The comments will seem bitterly ironic to those who criticise Microsoft's software as being riddled with security holes and problematic policies. However, the company has invested a huge amount of money and effort in the past few years to polish its image on security, through better disclosure policies and security-oriented updates such as Windows XP SP2.
As a result, Microsoft now feels comfortable offering advice to others.
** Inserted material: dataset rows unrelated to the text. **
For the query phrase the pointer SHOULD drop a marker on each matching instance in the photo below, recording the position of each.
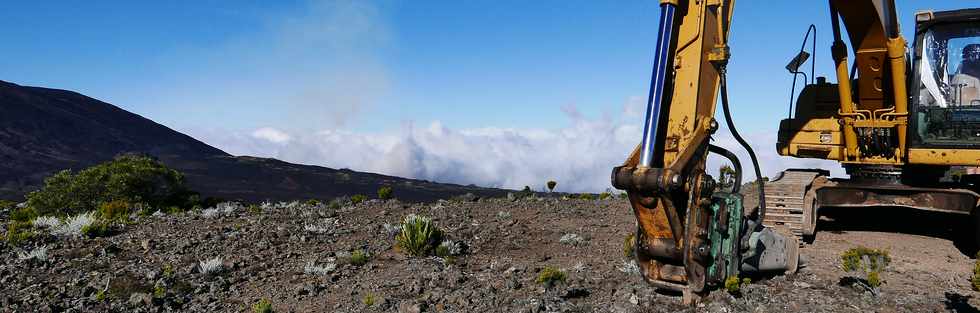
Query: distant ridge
(45, 130)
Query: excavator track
(785, 206)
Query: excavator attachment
(690, 236)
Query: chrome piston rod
(661, 65)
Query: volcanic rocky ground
(151, 264)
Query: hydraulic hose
(741, 141)
(737, 183)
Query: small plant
(357, 199)
(115, 210)
(571, 239)
(211, 266)
(369, 299)
(550, 276)
(168, 271)
(384, 193)
(629, 245)
(734, 286)
(101, 295)
(313, 269)
(47, 222)
(39, 253)
(359, 257)
(975, 280)
(159, 292)
(418, 235)
(448, 248)
(74, 226)
(262, 306)
(870, 262)
(629, 267)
Toulouse said Apple was unlikely to be able to get by without a head of security for much longer.
"Here's the reality, for the next couple of years the Mac OS will experience increasing security threats and, mark my words, the company will have to seek outside expertise in the form of a head of security communications in the next 12 months," Toulouse wrote in a recent post.
He said the importance of a security chief isn't to downplay problems, but to make sure users know how to avoid problems, something he said Microsoft has become expert at. "We've learned the lesson of getting out there fast and providing clear prescriptive guidance," he wrote.
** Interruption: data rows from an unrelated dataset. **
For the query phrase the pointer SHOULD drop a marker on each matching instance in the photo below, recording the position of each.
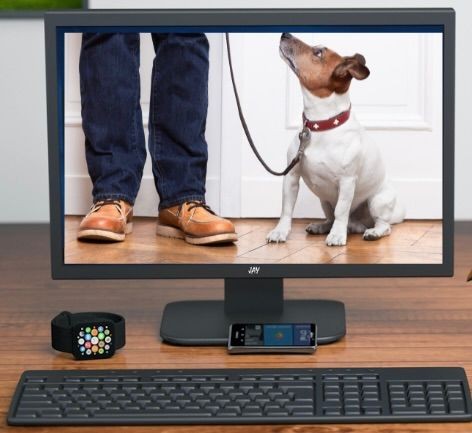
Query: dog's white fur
(344, 168)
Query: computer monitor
(376, 90)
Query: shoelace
(197, 204)
(99, 204)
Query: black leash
(304, 136)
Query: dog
(340, 164)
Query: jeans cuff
(113, 196)
(175, 202)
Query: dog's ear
(352, 67)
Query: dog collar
(327, 124)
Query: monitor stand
(257, 300)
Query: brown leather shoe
(108, 220)
(195, 222)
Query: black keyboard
(240, 396)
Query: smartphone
(272, 338)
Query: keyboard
(240, 396)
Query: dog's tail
(398, 214)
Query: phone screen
(273, 335)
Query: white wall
(23, 142)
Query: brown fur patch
(321, 70)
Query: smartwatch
(88, 335)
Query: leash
(304, 136)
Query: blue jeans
(112, 118)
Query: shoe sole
(104, 235)
(175, 233)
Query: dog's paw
(356, 227)
(335, 239)
(278, 235)
(318, 228)
(374, 234)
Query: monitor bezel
(55, 21)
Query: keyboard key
(456, 406)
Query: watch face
(93, 341)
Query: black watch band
(74, 333)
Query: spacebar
(148, 414)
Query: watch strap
(63, 324)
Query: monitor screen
(156, 167)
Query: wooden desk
(391, 322)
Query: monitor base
(206, 323)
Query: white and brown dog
(341, 165)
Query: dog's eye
(318, 51)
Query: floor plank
(414, 241)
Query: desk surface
(391, 322)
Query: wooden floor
(418, 241)
(390, 322)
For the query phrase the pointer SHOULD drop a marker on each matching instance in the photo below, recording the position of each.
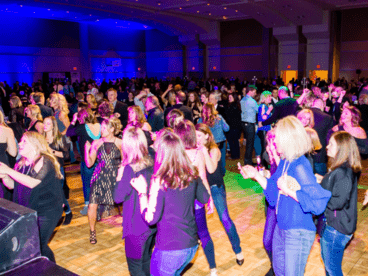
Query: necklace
(284, 171)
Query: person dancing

Toulouse also questioned a recent statement by Apple vice president Bud Tribble where he compared advisories from Apple and Microsoft and said "the actual content is pretty similar". He said Apple's advisories don't contain information such as mitigating factors, frequently asked questions, workarounds, deployment information for enterprises, and severity ratings.
"If they are saying the content is simliar by listing a CVE number, listing the component and impact and saying 'apply the update', well then, yeah, OK, they can be described as 'similar'," Toulouse wrote.
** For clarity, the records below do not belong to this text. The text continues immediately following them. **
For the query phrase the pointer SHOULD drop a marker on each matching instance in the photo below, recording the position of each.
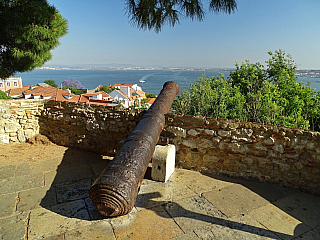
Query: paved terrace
(44, 195)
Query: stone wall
(19, 119)
(269, 153)
(286, 156)
(89, 127)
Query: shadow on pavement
(69, 192)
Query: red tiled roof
(151, 100)
(17, 91)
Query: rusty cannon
(115, 191)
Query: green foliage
(29, 30)
(106, 89)
(253, 93)
(156, 13)
(50, 82)
(151, 95)
(3, 95)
Toulouse criticised Apple for the way it communicates when an update has been itself updated, noting that Apple doesn't have a RSS feed specifically about security updates, and doesn't seem to put information about patched updates in its security mailing list.
"One might argue that you don't need those things if you are using the built-in auto-update functionality of OS X, but I would argue back that the fact there was an update to the update might mean people turn that off to test updates before deployment because of problems like this," Toulouse wrote.
Security vendors say Microsoft has become one of the best software companies around for the way it discloses security problems. "Only a few companies, including the open-source vendor Red Hat, handles vulnerabilities in an equally responsible way," Thomas Kristensen, chief technology officer at Secunia, told Macworld's sister title Techworld. Microsoft should, however, change its practice of not disclosing bugs in its embedded software, Kristensen said.
But he said Apple has also made great improvements to the way it handles security advisories, adding significantly more information than was disclosed a year ago. "Apple is handling security information in a responsible manner," he said. "We would always like more information in the advisories from the vendors, but for most users the information from both Microsoft and Apple is sufficient."
Kristensen's main criticism of Apple is that its patching doesn't always synchronise with that of the open-source components used in the operating system, which he said can leave customers vulnerable to known issues.
Apple did not immediately respond to requests for comment.
Microsoft's policies haven't stopped serious security holes from continuing to appear in its products. Writing about the most recent serious, unpatched hole to appear in Internet Explorer, F-Secure's Mikko Hypponen advised: "Disable IE's active scripting or switch to any other browser. Not necessarily Firefox – just any other browser."